- Associated Press - Friday, July 17, 2015

TOPEKA, Kan. (AP) - A committee appointed by Gov. Sam Brownback’s administration to examine the state’s behavioral health system is leaning toward a recommending that Kansas explore Medicaid expansion.

The panel’s tentative recommendation flies in the face of the governor’s resistance to expansion unless several conditions are met first, The Topeka Capital-Journal (https://bit.ly/1GpZ21y ) reported.

The Adult Continuum of Care Committee, comprised largely of mental health professionals, law enforcement and the judiciary, worked on recommendations Thursday that will go into its final report. The group approved language that advocates exploration of one or more models for expanding Medicaid.

“There are now multiple models and as each year that passes there are additional models in other states,” said Amy Campbell, with the Kansas Mental Health Coalition. “So whether or not Medicaid expansion can help us to serve people in the appropriate setting with the appropriate treatment like we want to depends on how that Medicaid expansion is constructed.”

The committee, commissioned by the Kansas Department for Aging and Disability Services, was assigned to seek ways to strengthen the state’s behavioral health system, including identifying gaps in services.

Behavioral health services commissioner Bill Rein urged the panel to focus on short-term recommendations that KDADS Secretary Kari Bruffett can implement without additional legislation.

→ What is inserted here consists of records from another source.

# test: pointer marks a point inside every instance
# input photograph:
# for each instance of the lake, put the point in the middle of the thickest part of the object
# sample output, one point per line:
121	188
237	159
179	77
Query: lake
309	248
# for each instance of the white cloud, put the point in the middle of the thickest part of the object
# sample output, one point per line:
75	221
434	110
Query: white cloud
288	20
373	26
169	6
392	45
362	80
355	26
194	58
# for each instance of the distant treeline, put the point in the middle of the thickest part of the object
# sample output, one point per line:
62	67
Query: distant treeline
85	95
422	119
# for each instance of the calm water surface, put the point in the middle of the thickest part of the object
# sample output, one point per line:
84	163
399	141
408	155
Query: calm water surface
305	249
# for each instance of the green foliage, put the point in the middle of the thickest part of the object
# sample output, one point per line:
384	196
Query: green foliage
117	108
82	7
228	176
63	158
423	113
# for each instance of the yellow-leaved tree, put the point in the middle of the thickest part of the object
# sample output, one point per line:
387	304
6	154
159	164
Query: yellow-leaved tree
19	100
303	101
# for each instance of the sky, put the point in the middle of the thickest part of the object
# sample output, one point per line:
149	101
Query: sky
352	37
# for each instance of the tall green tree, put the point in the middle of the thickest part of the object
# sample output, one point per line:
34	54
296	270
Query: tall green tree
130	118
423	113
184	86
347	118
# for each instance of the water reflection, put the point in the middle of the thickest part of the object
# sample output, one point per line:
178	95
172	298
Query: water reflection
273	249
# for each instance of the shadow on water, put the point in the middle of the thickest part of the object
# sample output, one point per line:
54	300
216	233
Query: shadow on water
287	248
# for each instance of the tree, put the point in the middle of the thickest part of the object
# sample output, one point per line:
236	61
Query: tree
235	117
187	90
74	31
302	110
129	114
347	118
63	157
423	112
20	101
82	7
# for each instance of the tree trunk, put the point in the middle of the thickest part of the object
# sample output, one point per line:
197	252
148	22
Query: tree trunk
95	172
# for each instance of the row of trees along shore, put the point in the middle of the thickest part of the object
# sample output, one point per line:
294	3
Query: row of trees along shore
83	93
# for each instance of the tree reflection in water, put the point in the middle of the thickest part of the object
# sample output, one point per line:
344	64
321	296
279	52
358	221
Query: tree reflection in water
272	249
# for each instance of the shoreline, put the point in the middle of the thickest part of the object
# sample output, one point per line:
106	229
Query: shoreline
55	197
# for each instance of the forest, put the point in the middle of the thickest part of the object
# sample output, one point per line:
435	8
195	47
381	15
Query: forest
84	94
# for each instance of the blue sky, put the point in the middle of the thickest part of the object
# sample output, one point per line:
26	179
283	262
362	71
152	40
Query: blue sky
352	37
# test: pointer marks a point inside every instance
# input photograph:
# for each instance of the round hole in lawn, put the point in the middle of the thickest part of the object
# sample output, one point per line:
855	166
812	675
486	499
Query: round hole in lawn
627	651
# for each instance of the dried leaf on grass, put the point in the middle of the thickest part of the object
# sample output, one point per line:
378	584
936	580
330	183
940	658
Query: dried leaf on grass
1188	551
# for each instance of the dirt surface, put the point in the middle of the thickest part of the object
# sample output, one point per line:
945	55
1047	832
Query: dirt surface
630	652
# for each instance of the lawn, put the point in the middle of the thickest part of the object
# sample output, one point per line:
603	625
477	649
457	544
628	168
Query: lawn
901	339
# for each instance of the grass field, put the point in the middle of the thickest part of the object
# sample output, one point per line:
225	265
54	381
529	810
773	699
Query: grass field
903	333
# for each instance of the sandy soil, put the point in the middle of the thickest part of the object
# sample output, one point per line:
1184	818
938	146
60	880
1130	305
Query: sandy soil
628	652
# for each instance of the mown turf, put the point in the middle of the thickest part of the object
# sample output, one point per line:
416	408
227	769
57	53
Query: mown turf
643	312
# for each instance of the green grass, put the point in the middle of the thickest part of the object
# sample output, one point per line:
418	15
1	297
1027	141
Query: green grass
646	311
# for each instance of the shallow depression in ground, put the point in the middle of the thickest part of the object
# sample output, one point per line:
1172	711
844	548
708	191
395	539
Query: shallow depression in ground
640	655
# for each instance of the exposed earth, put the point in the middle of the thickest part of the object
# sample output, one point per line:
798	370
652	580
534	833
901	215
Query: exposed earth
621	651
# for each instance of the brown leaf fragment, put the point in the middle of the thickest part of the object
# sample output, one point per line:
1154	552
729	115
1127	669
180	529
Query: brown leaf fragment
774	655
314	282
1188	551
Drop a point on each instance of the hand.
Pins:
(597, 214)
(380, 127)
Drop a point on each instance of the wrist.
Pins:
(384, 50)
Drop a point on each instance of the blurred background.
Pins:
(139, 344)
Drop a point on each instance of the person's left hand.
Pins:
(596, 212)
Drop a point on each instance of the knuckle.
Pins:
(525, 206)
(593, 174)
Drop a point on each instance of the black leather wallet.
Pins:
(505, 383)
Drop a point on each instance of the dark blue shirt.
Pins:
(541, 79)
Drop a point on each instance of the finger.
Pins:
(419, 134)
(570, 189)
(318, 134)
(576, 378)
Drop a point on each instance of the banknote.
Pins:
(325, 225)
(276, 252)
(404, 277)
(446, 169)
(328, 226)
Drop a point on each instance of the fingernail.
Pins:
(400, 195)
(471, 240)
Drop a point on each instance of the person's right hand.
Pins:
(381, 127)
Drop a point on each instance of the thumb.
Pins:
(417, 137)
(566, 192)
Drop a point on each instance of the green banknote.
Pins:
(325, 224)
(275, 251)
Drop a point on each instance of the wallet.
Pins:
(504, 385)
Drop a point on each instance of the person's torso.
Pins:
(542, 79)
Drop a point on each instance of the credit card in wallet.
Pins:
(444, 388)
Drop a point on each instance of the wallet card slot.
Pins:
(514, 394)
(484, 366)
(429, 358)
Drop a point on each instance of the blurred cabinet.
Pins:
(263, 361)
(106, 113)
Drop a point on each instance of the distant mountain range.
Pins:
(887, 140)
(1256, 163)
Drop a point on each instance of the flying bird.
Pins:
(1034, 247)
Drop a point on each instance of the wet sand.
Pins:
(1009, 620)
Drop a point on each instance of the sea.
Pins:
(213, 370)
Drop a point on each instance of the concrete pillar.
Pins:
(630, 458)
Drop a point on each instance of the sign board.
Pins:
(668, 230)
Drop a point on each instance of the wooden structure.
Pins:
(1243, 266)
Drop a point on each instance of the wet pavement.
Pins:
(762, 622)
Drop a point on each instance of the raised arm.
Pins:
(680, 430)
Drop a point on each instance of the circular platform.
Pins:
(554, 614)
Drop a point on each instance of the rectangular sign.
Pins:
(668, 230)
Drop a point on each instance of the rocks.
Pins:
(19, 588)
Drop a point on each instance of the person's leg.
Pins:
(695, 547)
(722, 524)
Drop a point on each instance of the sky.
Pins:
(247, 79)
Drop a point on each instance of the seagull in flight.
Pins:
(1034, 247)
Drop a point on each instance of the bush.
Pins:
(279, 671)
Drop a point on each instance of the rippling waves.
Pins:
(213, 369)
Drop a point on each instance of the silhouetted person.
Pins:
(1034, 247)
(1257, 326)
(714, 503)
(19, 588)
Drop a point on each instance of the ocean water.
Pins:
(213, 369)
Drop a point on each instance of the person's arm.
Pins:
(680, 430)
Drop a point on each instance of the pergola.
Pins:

The committee’s work comes as Osawatomie State Hospital has capped its population at 146 beds, with new patients accepted once the population drops below that threshold. The federal government has demanded renovations that have temporarily closed parts of the building.

“The secretary really wanted something that she could perhaps implement very shortly - between now and the end of the first phase of construction,” Rein said.

Brownback spokeswoman Eileen Hawley said last month that the governor has insisted on three conditions before opening up Medicaid to able-bodied adults.

The conditions include that the state first must provide necessary services to eligible disabled Kansans who are on waiting lists; that any expansion plan must be budget neutral and fiscally sustainable over the long term; and that the federal government give states the option of adding a work requirement component to help recipients transition to full-time employment with private health insurance.